Abbreviations: LDL = low-density lipoprotein; TC = total cholesterol; HOMA-IR = homeostatic model assessment for insulin resistance (↓= decrease, ↑= increase); GDM = gestational diabetes mellitus; PFBA = perfluorobutanoic acid; PFOA = perfluorooctanoic acid; PFNA = perfluorononanoic acid; PFDA = perfluorodecanoic acid; PFDoDA = perfluorododecanoic acid; PFHxS = perfluorohexane sulfonate; PFHpS = perfluoroheptane sulfonate; PFOS = perfluorooctane sulfonate; br-PFOS = branched perfluorooctane sulfonate; PFDS = perfluorodecane sulfonate; PFOSA = perfluorooctane sulfonamide; MeFOSAA = N-methyl-perfluorooctane sulfonamidoacetic acid; EtFOSAA = N-ethyl-perfluorooctane sulfonamidoacetic acid.

Figure 3

Identified connections between outcomes of epidemiological, in vivo, and in vitro studies on per- and polyfluoroalkyl substances (PFAS) and adverse outcome pathways (AOPs) from AOP-Wiki with a focus on the components of metabolic syndrome.
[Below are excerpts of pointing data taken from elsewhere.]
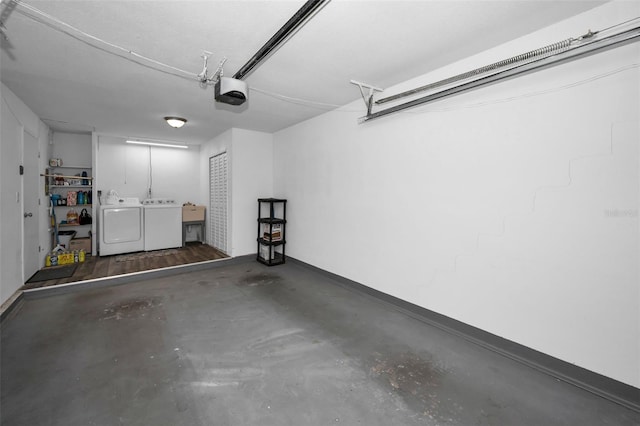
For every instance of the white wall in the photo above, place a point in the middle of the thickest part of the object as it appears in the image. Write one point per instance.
(250, 156)
(16, 118)
(132, 169)
(513, 208)
(252, 176)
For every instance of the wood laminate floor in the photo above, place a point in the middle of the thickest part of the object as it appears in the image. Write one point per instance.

3.1.1. Collected Data from In Vivo Studies Using the AOP-helpFinder

As shown in Table 1, rats and mice were the most frequently studied animals in the in vivo toxicological studies, with hepatotoxicity (n = 29), PPARα activation (n = 19), decreased cholesterol (n = 8), and decreased body weight (n = 7) as the predominant studied outcomes. Toxicological reports concerning studies of other animals such as zebrafish were rather limited.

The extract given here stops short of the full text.